Drummer Glen Fields was a veteran of the Baton Rouge music scene and played with groups as diverse as The Racines, The Savoy-Doucet Cajun Band, and the Bluerunners. Guitarist Chas Justus, from Memphis, Tennessee, picked up the guitar in high school and, soon after, moved to Baton Rouge, LA. Bassist Eric Frey is from Clay, Alabama and learned to play upright bass at the age of 8, from his father, an avid bluegrass musician. He even studied under Cleveland Eaton, legendary bassist with the Count Basie Orchestra.

Fiddler Kevin Wimmer is a New York City native, whose mother was a world-renowned violin teacher at Julliard and the Peabody Conservatory. No surprise that he began studying violin at the age of three, eventually going on to study with legendary Cajun fiddler Dewey Balfa, an offer that gave him the perfect excuse to move to Louisiana.

“The twin fiddle sound that we started was going really well,” says Young, “ so we got Kevin from Balfa Toujours.”

Steve Riley also uses the twin fiddle sound for his Mamou Playboys and I am intrigued to find out how common it has become across Louisiana, as we do not necessarily think of Cajun bands having the dual attack.

“It’s not the norm but it is pretty common,” explains Young, “especially from the swing band era, which is what we like. It goes hand in hand with the Western swing too, which is something that we always play, being influenced by Bob Wills and all those guys.”

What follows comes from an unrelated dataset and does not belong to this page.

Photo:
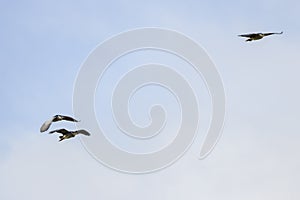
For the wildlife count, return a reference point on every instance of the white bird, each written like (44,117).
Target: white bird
(55,118)
(69,134)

The line-up has developed across the course of four albums and an EP since 2001 and their self-titled album propelled them into prominence and quickly got them in invitations to Festival Acadiens and the Festival International de Louisiane and the New Orleans Jazz & Heritage Festival. They have since appeared at France's Deferlantes Francophones Festival and numerous festivals across the USA (and now Australia). The group’s second album Bring It on Down appeared in 2003, followed by Right Key, Wrong Keyhole in 2005, after which they moved to Sugar Hill Records for the brilliant Made In The Shade. The Ramblers also provided backing on Linda Ronstadt and Ann Savoy’s acclaimed Adieu False Heart.

Young agrees that his band is trying to bring the music (which is essentially dance music) to a different, younger audience.

“I think the more contemporary thing about our end of it,” he says, “ is that we are combining things maybe a little more across the boards than other bands have. But band s like the hackberry Ramblers did Cajun music and they did Western swing and combined it all together. We’re not doing anything new but we are not the typical Cajun band. We all know where it comes from, we’re not ignorant to that.”

The title track of the latest album, Made In The Shade, is the perfect example of the way in which the Red Stick Ramblers have hopped across genres. It is a terrific rock ‘n’ roll stomp.

“It is kind of boogie-woogie, rock ‘n’ roll,” agrees Young. “I actually got inspired when Joel and I went to pick up moonshine whiskey from this guy from Opelousas. It’s what the song says, it’s a true story, pretty much everything about it. I was thinking of George Jones’ ‘White Lightning’ and I came up with the ‘Made In the Shade’ name for it. There was this guy making his whiskey under his carport. It’s what we should call this music.”

‘Made In The Shade’ is not only a killer song but the band puts in a thrilling show. Forget all your preconceptions about what you think Cajun music might be. The Red Stick Ramblers rock.

The Red Stick Ramblers will be appearing at the Port Fairy Folk Festival. Made In The Shade is available through Shock Records.